CONTENTS
TITLE PAGE
DEDICATION
EPIGRAPH
AUTHOR’S NOTE
CHAPTER 1
CHAPTER 2
CHAPTER 3
CHAPTER 4
CHAPTER 5
CHAPTER 6
CHAPTER 7
CHAPTER 8
CHAPTER 9
CHAPTER 10
CHAPTER 11
CHAPTER 12
CHAPTER 13
CHAPTER 14
CHAPTER 15
CHAPTER 16
CHAPTER 17
CHAPTER 18
CHAPTER 19
CHAPTER 20
CHAPTER 21
CHAPTER 22
ABOUT THE AUTHOR
ALSO BY ELIZABETH GEORGE
COPYRIGHT
For Arthur, who wanted to write.
TIMSHEL
I have shot mine arrow o’er the house,
And hurt my brother.
HAMLET
AUTHOR’S NOTE
Although there are many independent schools in England, Bredgar Chambers is the product of my imagination and should not be confused with any existing educational institution.
I am, however, extremely grateful to a number of schools, headmasters, staff members, and students who played a large part in allowing me to gather information that provided such useful background material for my book. I must particularly thank Christopher and Kate Evans of Dauntsey’s School in Somerset and Christopher Robbins of the same; Robin Macnaghten of Sherborne School for boys in Dorset; Richard and Caroline Schoon Tracy of Allhallows School in Devon, as well as John Stubbs and Andy Penman whose classes I spoke to; Simon and Kate Watson of Hurstpierpoint College in Sussex; Richard Poulton of Christ’s Hospital in West Sussex; Miss Marshall of Eton College in Berkshire; and most of all the students who opened their lives to me with such engaging candour: Bertrand, Jeremy, Jane, Matt, Ben, Chas, and Bruce. My time spent with all these people in England enriched my understanding of the independent school system more than any other sort of research I might have done.

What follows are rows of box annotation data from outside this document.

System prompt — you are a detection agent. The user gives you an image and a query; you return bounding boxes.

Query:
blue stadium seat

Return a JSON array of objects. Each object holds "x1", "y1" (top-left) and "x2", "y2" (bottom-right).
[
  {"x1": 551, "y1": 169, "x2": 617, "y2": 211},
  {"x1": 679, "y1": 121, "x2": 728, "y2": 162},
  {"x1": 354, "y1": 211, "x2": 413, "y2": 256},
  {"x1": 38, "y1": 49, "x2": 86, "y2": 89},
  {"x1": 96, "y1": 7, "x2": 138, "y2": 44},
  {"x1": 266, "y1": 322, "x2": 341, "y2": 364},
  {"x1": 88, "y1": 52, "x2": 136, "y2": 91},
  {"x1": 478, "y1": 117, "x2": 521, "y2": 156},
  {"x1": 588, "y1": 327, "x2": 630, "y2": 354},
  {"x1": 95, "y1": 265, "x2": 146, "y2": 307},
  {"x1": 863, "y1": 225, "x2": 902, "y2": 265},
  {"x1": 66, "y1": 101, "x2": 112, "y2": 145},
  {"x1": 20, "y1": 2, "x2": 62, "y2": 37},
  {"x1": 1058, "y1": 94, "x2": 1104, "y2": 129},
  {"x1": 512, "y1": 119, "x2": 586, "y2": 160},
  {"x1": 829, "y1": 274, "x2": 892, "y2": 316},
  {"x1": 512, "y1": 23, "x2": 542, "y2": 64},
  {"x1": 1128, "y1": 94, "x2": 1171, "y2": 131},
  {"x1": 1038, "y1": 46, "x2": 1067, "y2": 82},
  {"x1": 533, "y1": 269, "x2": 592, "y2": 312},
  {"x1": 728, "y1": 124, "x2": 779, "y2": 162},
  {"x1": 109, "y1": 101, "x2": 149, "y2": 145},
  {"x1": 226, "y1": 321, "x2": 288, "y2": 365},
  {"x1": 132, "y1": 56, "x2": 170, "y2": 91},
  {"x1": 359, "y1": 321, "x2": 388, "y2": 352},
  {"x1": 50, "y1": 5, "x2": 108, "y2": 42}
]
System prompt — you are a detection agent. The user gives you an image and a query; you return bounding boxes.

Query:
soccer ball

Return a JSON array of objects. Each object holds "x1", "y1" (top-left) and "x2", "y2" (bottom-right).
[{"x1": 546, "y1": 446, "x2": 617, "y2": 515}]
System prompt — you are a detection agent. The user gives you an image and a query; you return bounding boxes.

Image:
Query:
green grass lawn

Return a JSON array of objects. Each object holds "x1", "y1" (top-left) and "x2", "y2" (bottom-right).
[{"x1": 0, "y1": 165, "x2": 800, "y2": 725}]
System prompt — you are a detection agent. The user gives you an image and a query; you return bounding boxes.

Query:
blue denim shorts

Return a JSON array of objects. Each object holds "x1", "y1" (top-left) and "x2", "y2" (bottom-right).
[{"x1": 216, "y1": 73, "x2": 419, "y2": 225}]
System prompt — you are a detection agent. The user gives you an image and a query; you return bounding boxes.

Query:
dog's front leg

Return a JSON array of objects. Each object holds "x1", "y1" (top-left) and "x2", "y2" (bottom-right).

In the United States, I thank Fred VonLohmann for generously carrying out the initial stages of research for me at Stanford University; Blair Maffris, Michael Stephany, Hiro Mori, Art Brown, and Lynn Harding for fielding questions on a variety of topics; and Santa Barbara criminalists Stephen Cooper and Phil Pelzel who kindly opened their laboratory to me.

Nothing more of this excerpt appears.